GauPro

CRAN_Status_Badge codecov R-CMD-check R-CMD-check CRAN RStudio mirror downloads

Overview

This package allows you to fit a Gaussian process regression model to a dataset. A Gaussian process (GP) is a commonly used model in computer simulation. It assumes that the distribution of any set of points is multivariate normal.
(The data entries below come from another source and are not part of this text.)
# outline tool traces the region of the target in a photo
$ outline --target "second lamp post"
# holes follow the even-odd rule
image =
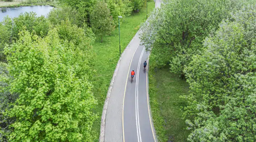
[[[118,16],[118,31],[119,31],[119,52],[120,52],[120,54],[121,54],[121,45],[120,45],[120,22],[119,21],[119,18],[123,18],[123,17],[121,16]]]

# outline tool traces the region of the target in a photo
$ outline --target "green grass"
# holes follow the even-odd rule
[[[50,5],[56,7],[57,0],[14,0],[11,2],[0,0],[0,7],[28,6],[30,5]]]
[[[185,129],[180,110],[185,102],[179,96],[188,93],[189,86],[178,75],[170,73],[168,68],[150,67],[149,94],[154,126],[159,142],[186,142],[190,132]]]
[[[148,12],[149,13],[155,7],[154,1],[148,3]],[[121,51],[128,45],[130,41],[139,29],[140,23],[146,18],[146,10],[144,8],[138,13],[121,19],[122,23],[120,26]],[[124,20],[124,22],[123,20]],[[95,122],[93,130],[99,137],[101,114],[110,81],[117,62],[119,60],[119,37],[118,28],[114,31],[111,36],[104,36],[101,43],[100,36],[96,36],[94,48],[97,54],[96,70],[97,75],[94,77],[94,93],[98,99],[98,105],[95,109],[99,114],[99,118]],[[96,140],[95,141],[98,141]]]

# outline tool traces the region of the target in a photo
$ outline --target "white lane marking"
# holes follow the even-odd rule
[[[137,47],[136,48],[136,49],[135,50],[135,51],[133,53],[133,56],[132,57],[132,59],[131,59],[130,62],[130,65],[129,66],[129,68],[128,69],[128,73],[127,73],[127,77],[126,78],[126,86],[125,87],[124,87],[124,98],[123,99],[123,110],[122,110],[122,125],[123,126],[123,142],[125,142],[125,141],[124,141],[124,121],[123,121],[123,114],[124,114],[124,111],[123,111],[123,109],[124,109],[124,98],[125,97],[125,93],[126,92],[126,86],[127,86],[127,81],[128,80],[128,77],[129,77],[129,73],[130,73],[130,65],[132,64],[132,59],[133,59],[133,56],[134,56],[134,54],[135,54],[135,52],[136,52],[136,51],[137,50],[137,49],[138,49],[138,48],[139,47],[139,46],[140,44],[140,42],[139,43],[139,45],[137,46]]]
[[[135,86],[135,106],[136,108],[136,109],[135,111],[135,113],[136,113],[136,126],[137,126],[137,136],[138,137],[138,141],[139,142],[142,142],[142,140],[141,138],[141,135],[140,135],[140,124],[139,124],[139,103],[138,103],[138,90],[139,90],[139,88],[138,88],[138,83],[139,83],[139,69],[140,68],[140,62],[141,61],[142,58],[142,55],[143,55],[143,53],[144,52],[144,49],[145,49],[145,46],[143,47],[143,49],[142,50],[142,52],[141,54],[140,54],[140,56],[139,60],[139,62],[138,62],[138,67],[137,68],[137,70],[138,73],[137,74],[137,75],[136,76],[136,86]],[[137,120],[138,119],[138,120]],[[138,134],[138,127],[139,129],[139,133]],[[138,134],[139,134],[139,136],[138,136]]]

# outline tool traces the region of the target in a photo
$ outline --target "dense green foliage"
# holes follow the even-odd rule
[[[79,13],[81,22],[90,22],[90,14],[97,3],[96,0],[59,0],[60,5],[70,6]]]
[[[103,35],[110,34],[114,30],[112,17],[107,3],[102,1],[99,2],[91,16],[91,22],[94,30],[98,33],[101,37]]]
[[[60,24],[63,21],[69,20],[73,24],[81,27],[83,23],[79,13],[70,7],[65,6],[53,9],[48,13],[47,18],[54,25]]]
[[[117,13],[130,14],[130,1],[112,2],[119,10]],[[102,113],[105,91],[119,55],[113,50],[119,44],[118,31],[111,36],[104,34],[105,44],[96,42],[93,49],[95,36],[88,27],[91,23],[85,20],[88,13],[85,18],[81,9],[65,5],[70,6],[54,9],[46,18],[25,13],[0,24],[0,36],[4,37],[0,49],[5,47],[0,62],[1,141],[91,142],[98,137],[97,114]],[[123,49],[145,20],[145,11],[126,18],[121,30]],[[114,26],[113,18],[111,22]],[[111,51],[107,56],[99,54],[108,49]],[[110,57],[112,59],[105,60],[108,64],[99,63]],[[108,69],[101,71],[95,67],[96,58],[98,65]]]
[[[169,61],[171,71],[183,75],[184,67],[204,48],[203,40],[243,2],[236,0],[167,0],[143,28],[141,39],[156,66]]]
[[[143,25],[142,40],[153,69],[169,64],[189,84],[190,93],[180,98],[187,102],[187,140],[256,141],[256,1],[164,4]]]
[[[10,135],[11,129],[9,126],[13,124],[15,119],[4,115],[6,109],[12,108],[18,97],[16,93],[10,93],[9,81],[13,80],[7,70],[7,64],[0,62],[0,140],[1,142],[7,141],[7,136]]]
[[[58,15],[59,21],[25,13],[1,24],[0,34],[5,36],[1,50],[5,47],[1,61],[8,63],[0,62],[4,141],[95,138],[91,130],[98,117],[92,109],[97,104],[91,82],[95,35],[86,24],[78,27],[66,13]]]
[[[57,31],[42,38],[22,31],[5,48],[14,78],[10,91],[20,94],[7,112],[16,118],[11,141],[92,140],[90,130],[97,116],[91,109],[96,102],[89,62],[82,58],[90,48],[62,41]]]
[[[185,70],[191,141],[256,141],[256,5],[231,15]]]

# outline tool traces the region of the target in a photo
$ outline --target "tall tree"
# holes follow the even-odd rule
[[[190,141],[256,141],[256,6],[231,15],[185,70]]]
[[[110,11],[104,1],[99,1],[92,12],[91,16],[92,27],[94,30],[101,37],[110,34],[114,30],[113,21],[110,16]]]
[[[184,68],[193,56],[205,48],[202,43],[205,38],[245,1],[164,1],[161,8],[143,26],[141,39],[148,49],[153,48],[156,65],[170,64],[171,71],[183,75]]]
[[[97,115],[92,109],[97,102],[90,81],[94,59],[88,58],[93,56],[92,43],[85,43],[90,42],[82,29],[64,24],[44,38],[23,29],[18,40],[5,49],[14,78],[10,91],[20,94],[5,113],[16,118],[11,125],[11,141],[94,138],[91,129]]]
A major benefit of GP models is that they provide uncertainty estimates along with their predictions.

Installation

You can install like any other package through CRAN.

install.packages('GauPro')

The most up-to-date version can be downloaded from my Github account.

# install.packages("devtools")
devtools::install_github("CollinErickson/GauPro")

Example in 1-Dimension

This simple shows how to fit the Gaussian process regression model to data.

library(GauPro)
n <- 12
x <- seq(0, 1, length.out = n)
y <- sin(6*x^.8) + rnorm(n,0,1e-1)
gp <- gpkm(x, y)
#> Argument 'kernel' is missing. It has been set to 'matern52'. See documentation for more details.

Plotting the model helps us understand how accurate the model is and how much uncertainty it has in its predictions. The green and red lines are the 95% intervals for the mean and for samples, respectively.

gp$plot1D()

Factor data: fitting the diamonds dataset

The model fit using gpkm can also be used with data/formula input and can properly handle factor data.

In this example, the diamonds data set is fit by specifying the formula and passing a data frame with the appropriate columns.

library(ggplot2)
diamonds_subset <- diamonds[sample(1:nrow(diamonds), 60), ]
dm <- gpkm(price ~ carat + cut + color + clarity + depth,
           diamonds_subset)
#> Argument 'kernel' is missing. It has been set to 'matern52'. See documentation for more details.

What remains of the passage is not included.